Il semble de plus en plus, prouvé dans les mœurs de Kinshasa que sous la culotte il n’y a pas de science. Dans un quartier de Kintambo, un veuf septuagénaire a pris pour femme une fille d’une dizaine d’années, disons pour être un peu clair, une jeune fille d’à peu prés 17 ans celle-là même qui était la copine de son sixième fils. Il nous revient des sources très sûres que ledit fils se montrait très récalcitrant vis-à-vis de son père. Et c’est comme pour le punir que son papa a attendu, en l’absence de son fils, l’occasion d’une visite de celle qui devait normalement être sa belle -fille.
Le papa lui a fait les avances, profanation profanée, la fille qui a grandi dans le même quartier savait pertinemment la « puissance » de ce papa en matière d’argent. Ce que déplorent plus d’une personne abordées à ce sujet, c’est le fait que le terrain perdu par la coutume qui dictait jadis sa loi avec des mariages forcés entre vieux et jeunes filles, est aujourd’hui récupèré par l’argent. La différence ici, est que si le mariage selon la coutume était le choix des parents contre la volonté de leurs filles, dans le règne de l’argent c’est plutôt le choix des filles contre la volonté des parents.
Et, dans cette histoire, c’est le chiasma, selon qu’on est de la famille de la jeune fille ou de celle de ce papa.

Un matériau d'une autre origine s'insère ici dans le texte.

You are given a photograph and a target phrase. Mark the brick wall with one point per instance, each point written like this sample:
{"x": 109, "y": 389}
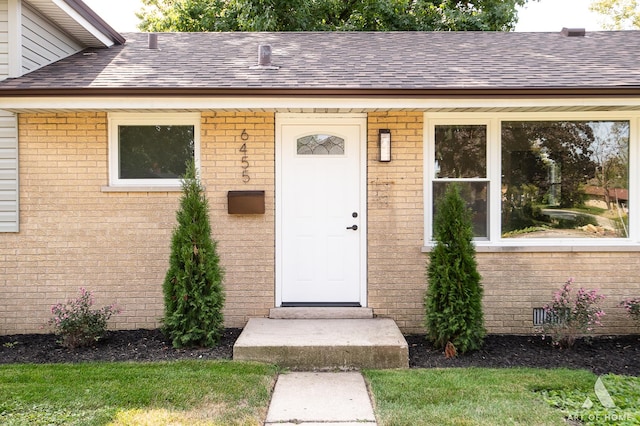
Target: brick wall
{"x": 117, "y": 244}
{"x": 396, "y": 223}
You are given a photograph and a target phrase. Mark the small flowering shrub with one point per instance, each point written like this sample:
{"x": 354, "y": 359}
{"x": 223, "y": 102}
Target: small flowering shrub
{"x": 632, "y": 306}
{"x": 78, "y": 325}
{"x": 572, "y": 315}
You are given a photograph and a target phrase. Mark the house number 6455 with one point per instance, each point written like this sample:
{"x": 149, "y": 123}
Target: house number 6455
{"x": 244, "y": 162}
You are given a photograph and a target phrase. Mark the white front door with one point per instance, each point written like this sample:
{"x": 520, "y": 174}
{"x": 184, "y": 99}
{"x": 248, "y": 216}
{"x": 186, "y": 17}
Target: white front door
{"x": 321, "y": 210}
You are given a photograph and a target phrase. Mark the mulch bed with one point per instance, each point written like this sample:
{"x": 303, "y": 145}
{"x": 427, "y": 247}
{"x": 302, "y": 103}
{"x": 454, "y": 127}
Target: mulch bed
{"x": 619, "y": 354}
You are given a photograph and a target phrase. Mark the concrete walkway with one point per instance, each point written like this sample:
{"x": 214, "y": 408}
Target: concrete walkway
{"x": 314, "y": 398}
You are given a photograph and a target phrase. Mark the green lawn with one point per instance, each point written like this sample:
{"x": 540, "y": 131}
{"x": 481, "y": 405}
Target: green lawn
{"x": 518, "y": 396}
{"x": 234, "y": 393}
{"x": 184, "y": 392}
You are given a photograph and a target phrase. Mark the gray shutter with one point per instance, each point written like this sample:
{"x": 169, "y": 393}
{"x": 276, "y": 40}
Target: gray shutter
{"x": 9, "y": 198}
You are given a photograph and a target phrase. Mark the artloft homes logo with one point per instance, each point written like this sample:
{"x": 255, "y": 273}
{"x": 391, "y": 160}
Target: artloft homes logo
{"x": 608, "y": 416}
{"x": 603, "y": 396}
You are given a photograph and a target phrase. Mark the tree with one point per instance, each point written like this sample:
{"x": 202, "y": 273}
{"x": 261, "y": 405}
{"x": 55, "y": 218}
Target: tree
{"x": 453, "y": 302}
{"x": 618, "y": 14}
{"x": 193, "y": 294}
{"x": 328, "y": 15}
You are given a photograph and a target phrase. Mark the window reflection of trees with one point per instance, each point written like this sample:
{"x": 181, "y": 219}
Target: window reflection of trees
{"x": 155, "y": 152}
{"x": 565, "y": 175}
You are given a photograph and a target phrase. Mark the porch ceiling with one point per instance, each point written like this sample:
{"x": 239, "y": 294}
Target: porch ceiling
{"x": 531, "y": 109}
{"x": 317, "y": 105}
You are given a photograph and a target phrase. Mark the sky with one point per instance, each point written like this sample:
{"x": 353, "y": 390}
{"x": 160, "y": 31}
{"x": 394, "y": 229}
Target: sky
{"x": 545, "y": 15}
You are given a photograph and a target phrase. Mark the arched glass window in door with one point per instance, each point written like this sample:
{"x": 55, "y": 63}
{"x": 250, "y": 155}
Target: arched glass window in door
{"x": 320, "y": 145}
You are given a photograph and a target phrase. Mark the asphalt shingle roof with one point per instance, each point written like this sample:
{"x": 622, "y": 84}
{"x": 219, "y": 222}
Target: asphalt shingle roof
{"x": 346, "y": 60}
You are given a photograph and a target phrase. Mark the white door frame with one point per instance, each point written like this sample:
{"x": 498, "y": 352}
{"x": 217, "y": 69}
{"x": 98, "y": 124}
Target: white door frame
{"x": 328, "y": 119}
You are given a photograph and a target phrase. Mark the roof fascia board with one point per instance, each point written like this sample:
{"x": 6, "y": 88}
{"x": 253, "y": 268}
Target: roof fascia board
{"x": 65, "y": 6}
{"x": 17, "y": 104}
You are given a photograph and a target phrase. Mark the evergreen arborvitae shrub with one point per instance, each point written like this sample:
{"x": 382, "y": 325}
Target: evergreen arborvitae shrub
{"x": 453, "y": 302}
{"x": 193, "y": 293}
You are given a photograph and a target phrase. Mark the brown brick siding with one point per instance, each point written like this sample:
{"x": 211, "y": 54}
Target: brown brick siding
{"x": 396, "y": 223}
{"x": 74, "y": 235}
{"x": 117, "y": 243}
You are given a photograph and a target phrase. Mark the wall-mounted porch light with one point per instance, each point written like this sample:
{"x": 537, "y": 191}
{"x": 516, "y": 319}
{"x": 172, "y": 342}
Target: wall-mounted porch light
{"x": 384, "y": 143}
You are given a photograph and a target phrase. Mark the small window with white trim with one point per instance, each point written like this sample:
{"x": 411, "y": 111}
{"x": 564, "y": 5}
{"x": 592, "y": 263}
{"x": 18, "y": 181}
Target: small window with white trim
{"x": 151, "y": 149}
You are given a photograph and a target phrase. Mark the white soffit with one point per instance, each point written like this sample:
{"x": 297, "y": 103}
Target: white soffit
{"x": 305, "y": 104}
{"x": 72, "y": 22}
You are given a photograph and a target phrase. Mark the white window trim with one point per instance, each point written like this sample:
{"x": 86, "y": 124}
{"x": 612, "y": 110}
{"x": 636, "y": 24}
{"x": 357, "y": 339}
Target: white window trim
{"x": 150, "y": 119}
{"x": 493, "y": 122}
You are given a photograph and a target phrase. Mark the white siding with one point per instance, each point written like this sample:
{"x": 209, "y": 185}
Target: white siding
{"x": 4, "y": 39}
{"x": 42, "y": 41}
{"x": 9, "y": 200}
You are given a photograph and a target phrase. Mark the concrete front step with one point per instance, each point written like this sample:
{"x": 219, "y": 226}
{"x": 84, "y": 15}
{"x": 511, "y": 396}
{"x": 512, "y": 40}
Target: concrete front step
{"x": 320, "y": 313}
{"x": 317, "y": 344}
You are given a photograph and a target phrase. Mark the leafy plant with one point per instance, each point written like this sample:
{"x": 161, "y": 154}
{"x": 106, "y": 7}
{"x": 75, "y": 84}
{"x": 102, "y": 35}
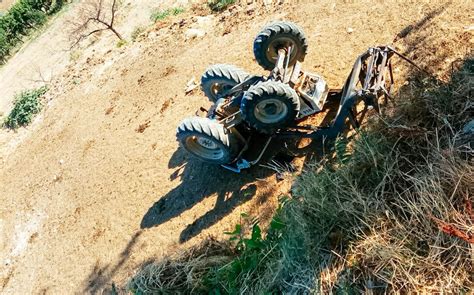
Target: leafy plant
{"x": 162, "y": 14}
{"x": 26, "y": 105}
{"x": 219, "y": 5}
{"x": 253, "y": 252}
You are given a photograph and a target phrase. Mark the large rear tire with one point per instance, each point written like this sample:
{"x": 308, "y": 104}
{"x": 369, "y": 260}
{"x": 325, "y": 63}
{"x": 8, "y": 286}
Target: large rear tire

Les oppositions des uns et des autres n’ont rien pu pour empêcher ce mariage de se conclure.
Hélas tout de suite après la bénédiction nuptiale, la maison transformera en tatami, tantôt entre le papa et son sixième fils, tantôt entre ce dernier et son ancienne copine aujourd’hui, belle-mère.
Après tout, qui peut s’attendre que la belle-mère soit l’aide, là où la belle-fille était belle ? Père et fils vont finalement se délecter dans le même plat à tour de rôle comme on pouvait s’y attendre. Le pire arriva quand le papa de retour du service, trouva un jour les deux ex-amoureux sur la table de plaisirs. Le papa poursuivra machette à la main, son fils jusqu’à son dernier retranchement dans le quartier Malweka, ou il a trouvé une bicoque en location. Quel malheur pour un garçon qui a quitté précocement la villa familiale dans un quartier des nantis pour en arriver là ? Aujourd’hui le garçon, las de ses actuelles conditions de vie, sollicite la sagesse des sages pour revenir sous le toit parental; quelle serait cette sagesse ? A chacun de l’aider.